Fletcher (1929) originally proposed the average of the audiogram at 500–2000 Hz, as the best audiometric prediction of speech hearing. As suggested, the application of the 500, 1000, and 2000 Hz PTA appears to have best application to speech understanding in quiet; however, soon studies began to demonstrate that higher frequency hearing became more important with distorted signals and in noise.
Vermiglio and colleagues (2019) have sought to further unravel the relationship between PTA and speech-in-noise ability by considering the audibility of the stimuli used.
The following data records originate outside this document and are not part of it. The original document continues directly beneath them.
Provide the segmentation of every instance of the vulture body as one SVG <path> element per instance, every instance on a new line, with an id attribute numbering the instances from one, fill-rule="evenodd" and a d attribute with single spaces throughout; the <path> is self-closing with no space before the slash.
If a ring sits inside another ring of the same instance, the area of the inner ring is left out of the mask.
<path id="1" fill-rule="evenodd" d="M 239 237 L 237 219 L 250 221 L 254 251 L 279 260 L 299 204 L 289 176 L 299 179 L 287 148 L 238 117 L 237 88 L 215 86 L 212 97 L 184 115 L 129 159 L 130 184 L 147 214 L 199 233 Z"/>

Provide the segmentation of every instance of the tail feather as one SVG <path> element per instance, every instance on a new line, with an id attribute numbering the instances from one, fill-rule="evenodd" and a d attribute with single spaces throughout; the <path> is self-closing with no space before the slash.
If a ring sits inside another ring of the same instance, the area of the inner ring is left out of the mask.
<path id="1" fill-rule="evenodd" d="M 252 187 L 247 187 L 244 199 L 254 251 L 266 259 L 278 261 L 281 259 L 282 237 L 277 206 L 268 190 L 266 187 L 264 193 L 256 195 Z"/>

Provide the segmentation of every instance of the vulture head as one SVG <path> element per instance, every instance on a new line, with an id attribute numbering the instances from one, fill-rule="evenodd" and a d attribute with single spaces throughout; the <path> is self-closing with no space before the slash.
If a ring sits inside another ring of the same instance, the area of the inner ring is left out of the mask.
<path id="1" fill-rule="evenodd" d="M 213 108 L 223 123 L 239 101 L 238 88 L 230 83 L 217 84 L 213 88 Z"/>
With the Hearing in Noise Test (HINT), they examined the relationship between various PTA formulas and HINT performance in participants with either complete or partial audibility of the target speech presented at 65 dBA (noise front condition only) and noise presented at 65 dBA under headphones. The data was from two existing datasets. The results indicated that when audibility was higher, the relationship between PTA and HINT performance was low; however, when audibility was compromised, the relationship was significant. In other words, studies that included higher level stimulus levels increasing audibility of speech will show lower correlations between PTA and speech in noise ability. The authors recommended establishing norm-referenced speech-in-noise test that approximate real-world speech-and-noise listening conditions.
Reference
Vermiglio et al. (2019) The effect of stimulus audibility on the relationship between pure-tone average and speech recognition in noise ability. Volume 30, Number 7, July/August 2019, pp. 607-618(12), Journal of the American Academy of Audiology (JAAA).